When we went on the house tour, Luke and I understood immediately why this house was listed at such a low price. This was a fixer-upper. It was the kind of house They warn you against buying — especially if you’re a first-time homebuyer, especially if you’re on the younger side. Walking around the unfinished basement, I knew we didn’t want the house. It would be decades of work. We’d never be done. Every room would have to be totally reconstructed at some point.
We’d heard from the Chicago birding network that there was a snowy owl at a cemetery nearby, so after we said goodbye to Rick, we got on our bikes to seek the snowy owl. The whole ride to the cemetery I thought about how relieved I was that we wouldn’t buy the house. Someday we’d buy a house and someday we’d live in Rogers Park and someday someday someday — it was all in this wonderful future where anything could happen. I was ready to release the house.
But when we got off our bikes and headed into the cemetery, Luke said, “I loved that house. It’s my dream house. It’s all I’ve ever wanted.”

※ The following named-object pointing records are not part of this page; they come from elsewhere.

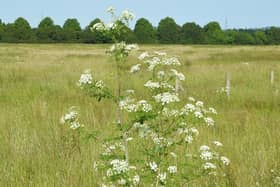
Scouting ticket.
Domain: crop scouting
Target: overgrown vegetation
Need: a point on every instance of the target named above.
(167, 32)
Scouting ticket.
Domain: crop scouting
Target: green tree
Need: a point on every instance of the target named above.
(47, 31)
(273, 35)
(1, 29)
(144, 31)
(21, 30)
(243, 37)
(192, 34)
(93, 36)
(71, 30)
(214, 33)
(168, 31)
(260, 37)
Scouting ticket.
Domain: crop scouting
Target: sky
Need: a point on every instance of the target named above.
(229, 13)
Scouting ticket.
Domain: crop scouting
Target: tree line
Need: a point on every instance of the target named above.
(167, 32)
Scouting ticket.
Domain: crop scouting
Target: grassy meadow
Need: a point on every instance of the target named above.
(38, 84)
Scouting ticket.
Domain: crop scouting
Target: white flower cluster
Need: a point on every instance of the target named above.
(135, 68)
(207, 155)
(129, 105)
(122, 49)
(118, 167)
(162, 177)
(189, 133)
(120, 170)
(125, 17)
(86, 78)
(153, 166)
(166, 98)
(110, 149)
(71, 118)
(158, 58)
(172, 169)
(179, 76)
(157, 85)
(198, 110)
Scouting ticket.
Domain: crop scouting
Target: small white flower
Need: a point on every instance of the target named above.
(204, 148)
(209, 121)
(174, 155)
(225, 160)
(153, 166)
(121, 181)
(166, 98)
(152, 85)
(111, 9)
(162, 177)
(172, 169)
(217, 143)
(189, 139)
(206, 155)
(99, 84)
(198, 114)
(199, 104)
(209, 165)
(160, 53)
(86, 78)
(99, 27)
(127, 15)
(135, 68)
(143, 56)
(136, 179)
(212, 110)
(191, 99)
(194, 131)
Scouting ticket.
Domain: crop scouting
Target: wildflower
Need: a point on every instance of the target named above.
(209, 121)
(119, 166)
(135, 68)
(212, 110)
(162, 177)
(172, 169)
(111, 9)
(143, 56)
(189, 139)
(217, 143)
(166, 98)
(127, 15)
(160, 53)
(206, 155)
(99, 84)
(191, 99)
(99, 27)
(179, 76)
(225, 160)
(194, 131)
(174, 155)
(160, 74)
(75, 125)
(199, 104)
(190, 107)
(204, 148)
(121, 181)
(209, 165)
(86, 78)
(136, 179)
(152, 85)
(153, 166)
(198, 114)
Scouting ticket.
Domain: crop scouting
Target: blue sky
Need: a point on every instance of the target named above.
(238, 13)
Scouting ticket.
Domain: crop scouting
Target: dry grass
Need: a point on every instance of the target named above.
(37, 84)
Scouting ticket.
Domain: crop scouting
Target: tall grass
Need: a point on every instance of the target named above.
(38, 83)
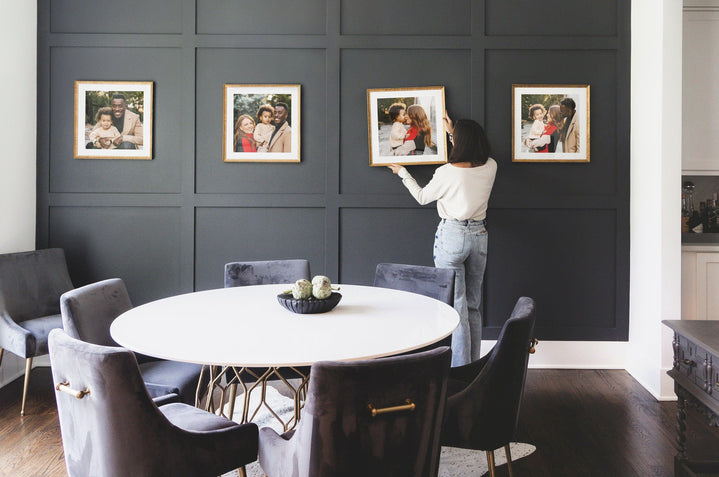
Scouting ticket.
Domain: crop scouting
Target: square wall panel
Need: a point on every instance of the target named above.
(230, 234)
(566, 260)
(360, 72)
(269, 17)
(220, 66)
(551, 18)
(162, 66)
(405, 17)
(138, 244)
(373, 235)
(106, 16)
(551, 67)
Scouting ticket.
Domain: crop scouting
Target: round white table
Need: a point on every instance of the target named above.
(244, 327)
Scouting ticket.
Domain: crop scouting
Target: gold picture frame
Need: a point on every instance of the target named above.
(550, 123)
(246, 134)
(385, 127)
(113, 119)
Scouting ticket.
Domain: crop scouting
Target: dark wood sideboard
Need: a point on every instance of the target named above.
(695, 371)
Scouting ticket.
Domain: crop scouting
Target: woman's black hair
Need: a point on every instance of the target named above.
(470, 143)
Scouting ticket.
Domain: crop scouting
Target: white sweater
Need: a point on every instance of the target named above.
(461, 193)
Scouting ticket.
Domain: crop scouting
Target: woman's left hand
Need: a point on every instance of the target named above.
(395, 168)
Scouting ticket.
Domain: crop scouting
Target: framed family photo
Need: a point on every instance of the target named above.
(550, 123)
(261, 123)
(113, 120)
(405, 126)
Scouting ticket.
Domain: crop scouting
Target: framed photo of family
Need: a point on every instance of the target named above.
(405, 126)
(261, 123)
(550, 123)
(113, 120)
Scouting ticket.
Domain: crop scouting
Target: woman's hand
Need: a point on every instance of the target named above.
(448, 125)
(395, 168)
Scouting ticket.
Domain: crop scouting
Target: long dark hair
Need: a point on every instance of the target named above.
(470, 143)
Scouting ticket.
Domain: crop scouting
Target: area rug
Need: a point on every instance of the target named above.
(453, 461)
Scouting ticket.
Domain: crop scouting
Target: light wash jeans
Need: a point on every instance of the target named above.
(462, 246)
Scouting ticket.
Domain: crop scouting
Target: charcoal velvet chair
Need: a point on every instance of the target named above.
(372, 417)
(87, 313)
(30, 287)
(111, 428)
(266, 272)
(484, 396)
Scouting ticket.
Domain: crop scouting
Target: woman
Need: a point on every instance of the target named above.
(244, 127)
(461, 189)
(549, 139)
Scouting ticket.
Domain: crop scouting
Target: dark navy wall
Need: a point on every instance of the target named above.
(558, 232)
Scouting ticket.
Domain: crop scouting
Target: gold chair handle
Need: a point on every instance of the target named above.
(65, 387)
(532, 343)
(386, 410)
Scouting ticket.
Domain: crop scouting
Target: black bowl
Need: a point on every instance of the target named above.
(311, 305)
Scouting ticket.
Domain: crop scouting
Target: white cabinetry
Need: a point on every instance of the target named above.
(700, 97)
(700, 282)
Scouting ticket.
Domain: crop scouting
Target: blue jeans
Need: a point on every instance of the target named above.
(462, 246)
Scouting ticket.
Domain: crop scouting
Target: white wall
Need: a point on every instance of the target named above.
(18, 35)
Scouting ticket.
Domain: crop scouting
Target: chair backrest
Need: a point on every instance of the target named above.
(337, 434)
(88, 311)
(238, 274)
(114, 429)
(437, 283)
(31, 283)
(491, 402)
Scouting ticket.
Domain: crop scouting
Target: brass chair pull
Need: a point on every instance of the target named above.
(532, 343)
(65, 387)
(386, 410)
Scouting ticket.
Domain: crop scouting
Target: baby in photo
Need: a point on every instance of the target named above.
(536, 114)
(265, 128)
(104, 133)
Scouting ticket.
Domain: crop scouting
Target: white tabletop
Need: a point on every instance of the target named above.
(246, 326)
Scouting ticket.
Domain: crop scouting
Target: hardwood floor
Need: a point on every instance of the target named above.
(583, 422)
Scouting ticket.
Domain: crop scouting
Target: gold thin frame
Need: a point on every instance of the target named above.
(114, 86)
(294, 90)
(517, 124)
(373, 122)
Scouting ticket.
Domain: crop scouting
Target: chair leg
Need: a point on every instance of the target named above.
(28, 367)
(490, 463)
(508, 453)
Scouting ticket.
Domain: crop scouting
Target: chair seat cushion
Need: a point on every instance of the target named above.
(40, 328)
(165, 377)
(193, 419)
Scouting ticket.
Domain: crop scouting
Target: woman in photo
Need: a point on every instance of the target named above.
(244, 129)
(461, 188)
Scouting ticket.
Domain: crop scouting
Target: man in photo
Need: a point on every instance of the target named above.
(569, 137)
(125, 121)
(281, 140)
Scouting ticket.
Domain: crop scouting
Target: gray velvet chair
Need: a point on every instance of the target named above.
(338, 433)
(87, 313)
(30, 287)
(111, 428)
(238, 274)
(437, 283)
(484, 396)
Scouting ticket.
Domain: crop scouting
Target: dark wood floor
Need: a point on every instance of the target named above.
(583, 422)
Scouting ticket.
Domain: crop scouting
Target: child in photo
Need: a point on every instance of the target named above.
(264, 128)
(104, 133)
(398, 132)
(536, 114)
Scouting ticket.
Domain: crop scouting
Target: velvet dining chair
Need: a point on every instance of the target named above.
(87, 313)
(30, 287)
(111, 428)
(378, 417)
(484, 396)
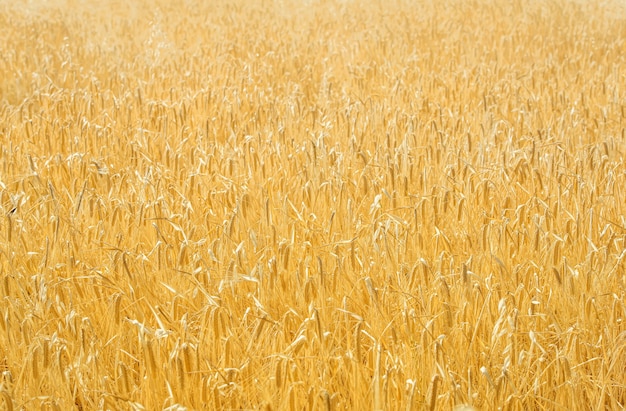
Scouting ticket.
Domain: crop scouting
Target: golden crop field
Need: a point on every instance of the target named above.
(312, 205)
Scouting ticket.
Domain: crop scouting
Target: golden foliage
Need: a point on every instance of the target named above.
(312, 204)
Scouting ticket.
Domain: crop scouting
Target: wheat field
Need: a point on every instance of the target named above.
(312, 205)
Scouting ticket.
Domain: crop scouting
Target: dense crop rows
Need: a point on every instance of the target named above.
(312, 204)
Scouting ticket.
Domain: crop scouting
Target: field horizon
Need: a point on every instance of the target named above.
(396, 205)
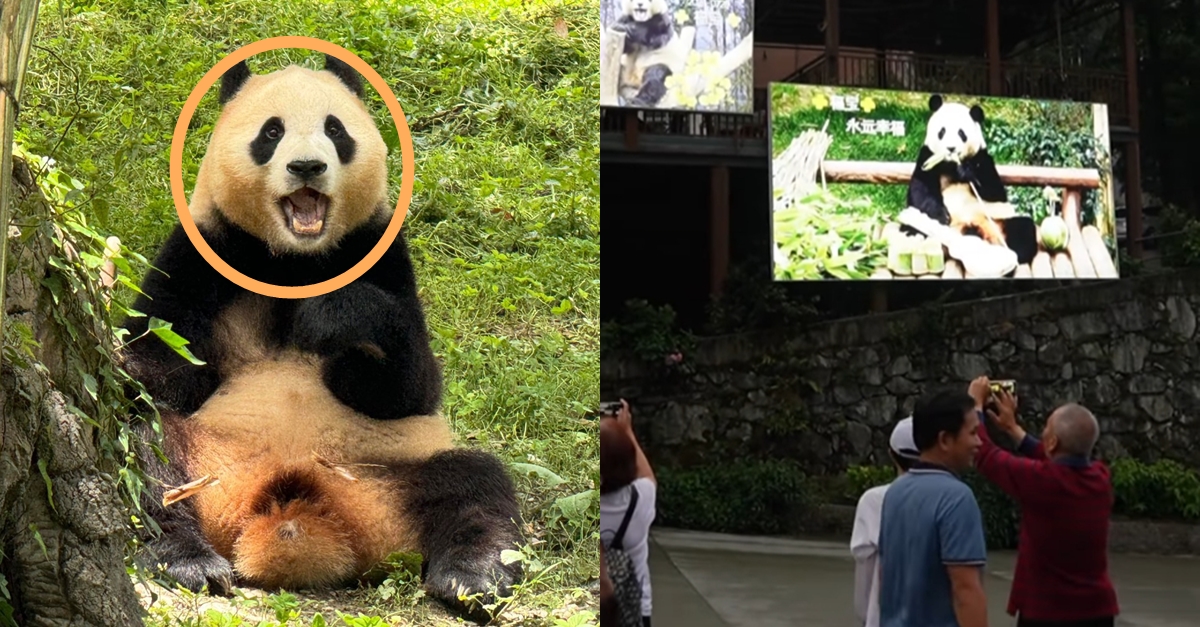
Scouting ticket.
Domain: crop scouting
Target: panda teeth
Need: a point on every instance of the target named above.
(305, 212)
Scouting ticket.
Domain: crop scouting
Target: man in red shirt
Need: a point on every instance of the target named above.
(1066, 499)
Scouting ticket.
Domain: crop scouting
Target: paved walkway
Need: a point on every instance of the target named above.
(718, 580)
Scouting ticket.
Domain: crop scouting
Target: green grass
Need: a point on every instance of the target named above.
(503, 226)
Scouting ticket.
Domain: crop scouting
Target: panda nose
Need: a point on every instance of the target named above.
(306, 169)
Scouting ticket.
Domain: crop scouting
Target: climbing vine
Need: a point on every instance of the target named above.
(69, 256)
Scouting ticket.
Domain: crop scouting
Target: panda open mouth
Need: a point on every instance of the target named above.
(305, 210)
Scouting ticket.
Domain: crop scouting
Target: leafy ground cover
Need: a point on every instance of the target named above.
(503, 226)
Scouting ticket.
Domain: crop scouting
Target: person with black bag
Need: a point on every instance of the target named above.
(628, 494)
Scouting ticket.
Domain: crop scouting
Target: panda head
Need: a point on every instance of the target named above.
(645, 10)
(954, 131)
(295, 157)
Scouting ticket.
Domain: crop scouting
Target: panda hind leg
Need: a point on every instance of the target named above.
(654, 85)
(466, 511)
(1021, 234)
(181, 550)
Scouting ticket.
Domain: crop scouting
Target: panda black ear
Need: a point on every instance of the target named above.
(232, 81)
(346, 73)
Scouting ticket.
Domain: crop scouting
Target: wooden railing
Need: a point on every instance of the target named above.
(905, 71)
(955, 75)
(1085, 256)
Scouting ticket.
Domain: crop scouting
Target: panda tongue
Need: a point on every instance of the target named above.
(307, 214)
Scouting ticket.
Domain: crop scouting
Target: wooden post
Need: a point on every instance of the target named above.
(631, 129)
(611, 46)
(719, 207)
(995, 81)
(879, 297)
(833, 41)
(1133, 148)
(17, 21)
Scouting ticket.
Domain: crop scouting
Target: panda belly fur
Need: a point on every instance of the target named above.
(269, 435)
(281, 517)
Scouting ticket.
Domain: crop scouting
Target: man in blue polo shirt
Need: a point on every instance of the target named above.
(931, 543)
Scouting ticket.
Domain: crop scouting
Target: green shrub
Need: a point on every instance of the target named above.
(862, 478)
(1001, 517)
(756, 497)
(1161, 490)
(647, 330)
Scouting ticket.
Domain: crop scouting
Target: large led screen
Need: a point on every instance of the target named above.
(879, 184)
(677, 54)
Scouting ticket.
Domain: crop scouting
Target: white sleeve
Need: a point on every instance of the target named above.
(864, 578)
(865, 533)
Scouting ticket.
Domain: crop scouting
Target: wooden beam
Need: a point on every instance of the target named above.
(833, 41)
(995, 81)
(1133, 157)
(631, 129)
(719, 207)
(899, 172)
(611, 46)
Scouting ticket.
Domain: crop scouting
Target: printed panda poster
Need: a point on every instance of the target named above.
(873, 184)
(677, 54)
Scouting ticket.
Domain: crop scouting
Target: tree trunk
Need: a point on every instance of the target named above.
(63, 525)
(1167, 166)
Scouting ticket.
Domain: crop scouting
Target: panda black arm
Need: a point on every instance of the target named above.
(983, 173)
(185, 293)
(180, 549)
(466, 513)
(925, 190)
(373, 338)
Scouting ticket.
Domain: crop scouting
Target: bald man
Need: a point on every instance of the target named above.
(1066, 499)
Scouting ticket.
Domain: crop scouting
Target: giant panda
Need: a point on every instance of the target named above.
(955, 183)
(649, 51)
(318, 417)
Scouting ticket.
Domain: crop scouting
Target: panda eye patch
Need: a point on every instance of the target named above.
(262, 149)
(342, 139)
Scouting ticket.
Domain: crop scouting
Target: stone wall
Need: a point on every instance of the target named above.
(828, 394)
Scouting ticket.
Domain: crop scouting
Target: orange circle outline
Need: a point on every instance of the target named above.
(406, 181)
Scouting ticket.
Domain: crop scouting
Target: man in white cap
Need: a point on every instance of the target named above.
(865, 538)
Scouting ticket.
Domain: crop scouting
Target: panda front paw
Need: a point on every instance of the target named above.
(471, 587)
(195, 573)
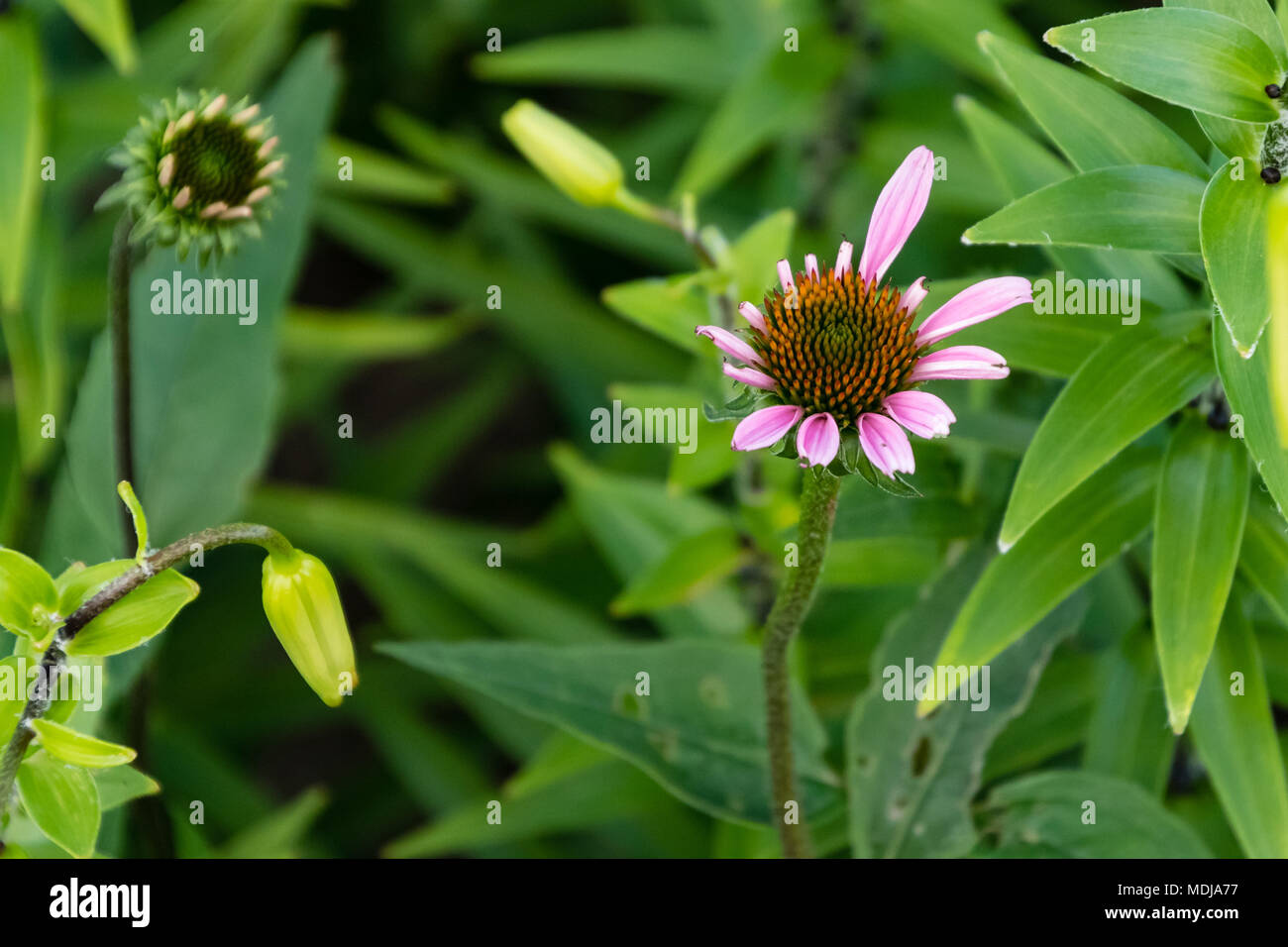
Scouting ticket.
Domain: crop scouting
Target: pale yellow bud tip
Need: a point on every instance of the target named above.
(571, 159)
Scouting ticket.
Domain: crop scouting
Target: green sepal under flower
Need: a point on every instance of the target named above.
(198, 172)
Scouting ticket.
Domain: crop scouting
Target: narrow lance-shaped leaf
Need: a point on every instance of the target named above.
(1245, 381)
(1192, 58)
(1198, 528)
(1021, 165)
(1138, 208)
(698, 731)
(62, 800)
(1068, 547)
(1233, 232)
(911, 780)
(78, 749)
(1091, 124)
(1128, 385)
(1234, 733)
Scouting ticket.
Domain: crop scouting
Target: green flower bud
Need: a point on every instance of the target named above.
(576, 163)
(304, 609)
(200, 172)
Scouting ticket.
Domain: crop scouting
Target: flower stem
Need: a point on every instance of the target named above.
(119, 265)
(54, 659)
(818, 512)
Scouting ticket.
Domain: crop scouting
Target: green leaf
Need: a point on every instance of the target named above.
(1263, 561)
(1091, 124)
(80, 749)
(780, 95)
(1128, 736)
(581, 789)
(1078, 538)
(698, 732)
(27, 595)
(1136, 208)
(1044, 813)
(1233, 223)
(108, 24)
(642, 56)
(1245, 381)
(187, 478)
(134, 618)
(281, 832)
(1198, 528)
(688, 570)
(21, 149)
(121, 785)
(670, 308)
(1192, 58)
(1254, 14)
(1149, 376)
(1021, 165)
(378, 175)
(1234, 733)
(635, 522)
(62, 800)
(754, 256)
(910, 781)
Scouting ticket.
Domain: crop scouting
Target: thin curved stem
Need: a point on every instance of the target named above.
(55, 655)
(119, 265)
(818, 512)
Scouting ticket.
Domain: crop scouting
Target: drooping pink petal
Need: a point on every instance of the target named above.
(885, 444)
(750, 376)
(897, 211)
(754, 316)
(729, 343)
(914, 294)
(960, 361)
(818, 440)
(765, 427)
(921, 412)
(842, 260)
(785, 275)
(974, 304)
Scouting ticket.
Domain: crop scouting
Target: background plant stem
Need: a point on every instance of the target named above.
(818, 512)
(119, 265)
(55, 655)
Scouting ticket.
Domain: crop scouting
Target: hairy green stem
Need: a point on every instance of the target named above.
(119, 265)
(54, 659)
(818, 512)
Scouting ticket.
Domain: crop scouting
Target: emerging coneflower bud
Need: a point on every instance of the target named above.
(197, 172)
(303, 607)
(576, 163)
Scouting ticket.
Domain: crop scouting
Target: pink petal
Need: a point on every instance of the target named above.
(785, 275)
(729, 343)
(914, 294)
(750, 376)
(818, 440)
(897, 211)
(974, 304)
(921, 412)
(885, 444)
(765, 427)
(842, 260)
(754, 316)
(960, 361)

And I was reminded of one of the things I love most about Luke: his beautiful imagination and his openness to the possibilities in worlds where possibilities seem so small. I didn’t like the house because there were so many projects to take on that there was no end in sight; Luke loved the house for the exact same reason.
Let me add here that Luke and I go out looking for owls a LOT. It’s a major hobby of ours. We have gone looking for them hundreds of times, and we have only ever seen three. But if there was always an owl, it wouldn’t be any fun. Part of the purpose is to be hopeful, and the enjoy the meandering. We walked through the cemetery for a full hour; the owl never came.
So we bought the house. We bought the house and all its ghosts and promises and problems. On the day we were supposed to sign, the biggest winter storm of our entire time in Chicago hit the city — inches of snow became feet of snow, and we couldn’t dig our neighbor’s car out to go to the closing. We took the bus and slogged our way through the weather; we were panting by the time we got to the house. It was perfect, sort of. The stars had done the opposite of align: they’d conspired to make actually buying that house nearly impossible.
But we bought it anyway. And now, we brace ourselves for the messy, beautiful, mysterious, interesting rest of it.
*No one’s name was actually Rick, but everyone’s name was something LIKE Rick, you know? Like, every one of these guys had the exact same name. And they were all single-syllable-white-guy-names, such as Rick.